Several of these studies were for the décor in the dining room of Dorchester House, a mansion in Park Lane, London, which was demolished to make way for the present Dorchester Hotel. His most important contribution was to the chimneypiece, now in the Victoria & Albert Museum, featuring two marvellous caryatids on either side of the fireplace. However, the focus of these Dorchester House studies is not on the chimneypiece but on his designs for the decorated walls. A sheet of compositional sketches for Corineus throwing Magog into the Sea (1858-62) shows Stevens’ exceptional grasp of form and movement. His crawling men are perfectly sculpted – fortunately, with a ‘normal’ set off muscles, unlike the Renaissance master – and his seated women are crafted like Venuses with a slight reminiscence of the Sistine Chapel sibyls.
Alfred Stevens, Man crawling, 1846-80. Own photograph.

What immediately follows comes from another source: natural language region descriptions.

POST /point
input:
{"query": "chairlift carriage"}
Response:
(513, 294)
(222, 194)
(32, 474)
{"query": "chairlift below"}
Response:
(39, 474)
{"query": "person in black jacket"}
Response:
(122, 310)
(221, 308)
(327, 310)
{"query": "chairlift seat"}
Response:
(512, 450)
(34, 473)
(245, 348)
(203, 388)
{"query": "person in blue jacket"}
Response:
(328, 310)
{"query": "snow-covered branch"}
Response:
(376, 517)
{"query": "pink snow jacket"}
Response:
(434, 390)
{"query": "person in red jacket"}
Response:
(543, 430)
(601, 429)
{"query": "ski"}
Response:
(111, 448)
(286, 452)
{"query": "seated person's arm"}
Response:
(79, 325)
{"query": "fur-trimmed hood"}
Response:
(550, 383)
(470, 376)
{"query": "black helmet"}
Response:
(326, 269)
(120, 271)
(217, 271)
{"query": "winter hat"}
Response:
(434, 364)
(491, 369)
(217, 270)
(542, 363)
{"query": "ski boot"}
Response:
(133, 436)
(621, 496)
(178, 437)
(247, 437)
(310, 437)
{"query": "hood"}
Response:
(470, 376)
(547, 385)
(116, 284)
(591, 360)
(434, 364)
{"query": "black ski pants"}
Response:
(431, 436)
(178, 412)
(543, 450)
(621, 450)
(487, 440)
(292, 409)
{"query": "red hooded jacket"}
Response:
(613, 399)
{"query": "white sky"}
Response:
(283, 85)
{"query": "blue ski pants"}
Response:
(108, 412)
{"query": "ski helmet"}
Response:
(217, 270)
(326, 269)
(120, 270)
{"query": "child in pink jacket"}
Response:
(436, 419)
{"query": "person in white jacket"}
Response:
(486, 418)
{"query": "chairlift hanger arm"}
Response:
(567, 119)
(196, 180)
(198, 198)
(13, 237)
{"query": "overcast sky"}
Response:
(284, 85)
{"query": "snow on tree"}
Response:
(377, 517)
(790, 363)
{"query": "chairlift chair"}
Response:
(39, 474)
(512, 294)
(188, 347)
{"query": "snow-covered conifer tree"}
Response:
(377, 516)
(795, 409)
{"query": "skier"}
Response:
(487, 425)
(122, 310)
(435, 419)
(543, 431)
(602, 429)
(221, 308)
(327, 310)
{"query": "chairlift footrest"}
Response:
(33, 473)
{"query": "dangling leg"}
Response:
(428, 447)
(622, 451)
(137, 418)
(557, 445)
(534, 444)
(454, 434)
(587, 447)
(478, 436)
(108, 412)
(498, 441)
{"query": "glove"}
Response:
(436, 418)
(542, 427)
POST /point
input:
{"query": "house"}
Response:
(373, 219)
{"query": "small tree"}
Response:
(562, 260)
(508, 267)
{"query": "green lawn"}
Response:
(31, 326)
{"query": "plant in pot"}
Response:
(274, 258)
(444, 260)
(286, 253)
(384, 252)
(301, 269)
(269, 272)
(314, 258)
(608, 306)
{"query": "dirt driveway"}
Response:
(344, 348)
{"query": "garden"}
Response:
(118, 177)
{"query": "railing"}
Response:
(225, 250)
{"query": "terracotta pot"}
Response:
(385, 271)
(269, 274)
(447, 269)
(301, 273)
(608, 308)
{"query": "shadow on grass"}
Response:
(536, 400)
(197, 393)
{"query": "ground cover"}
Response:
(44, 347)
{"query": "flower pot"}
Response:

His influences are made known by a display of drawings based on Old Master works. There are a few sketches focusing on Titian’s Assumption of the Virgin (1516-18) in the Basilica di Santa Maria Gloriosa dei Frari in Venice, specifically of the gasping crowd beneath the Virgin Mary. Two scenes featuring centaurs are clearly influenced by Michelangelo’s relief of the Battle of the Centaurs (c.1492) while a drawing next to these attempts to copy Raphael’s central ceiling panel in the Stanza della Segnatura, one of four Raphael Rooms in the Vatican in Rome. Aside from these dynamic, mythological scenes we can also see intricate designs for the fittings of ceilings and architectural plans.
Left to right: Alfred Stevens, Preparatory drawing for the Ascension of Christ, 1844; Titian, The Assumption of the Virgin (detail), 1516-18. Own photograph; www.wikipedia.org.
The exhibition shows the beginnings of Stevens’ commissions, as opposed to over-emphasised final pieces. These rapid, detailed drawings with chalk and graphite allow us to witness his understanding of form and dynamism, from depictions of cute, playful putti to classical representations of suffering men and graceful women. Being a free exhibition hosted by an Art Fund recognised institution in a historic city, what more could you want? Christmas. Always Christmas.
‘England’s Michelangelo’ Alfred Stevens runs until 1st December 2013 at the Beaney, House of Art and Knowledge, Canterbury, www.canterbury.co.uk/Beaney.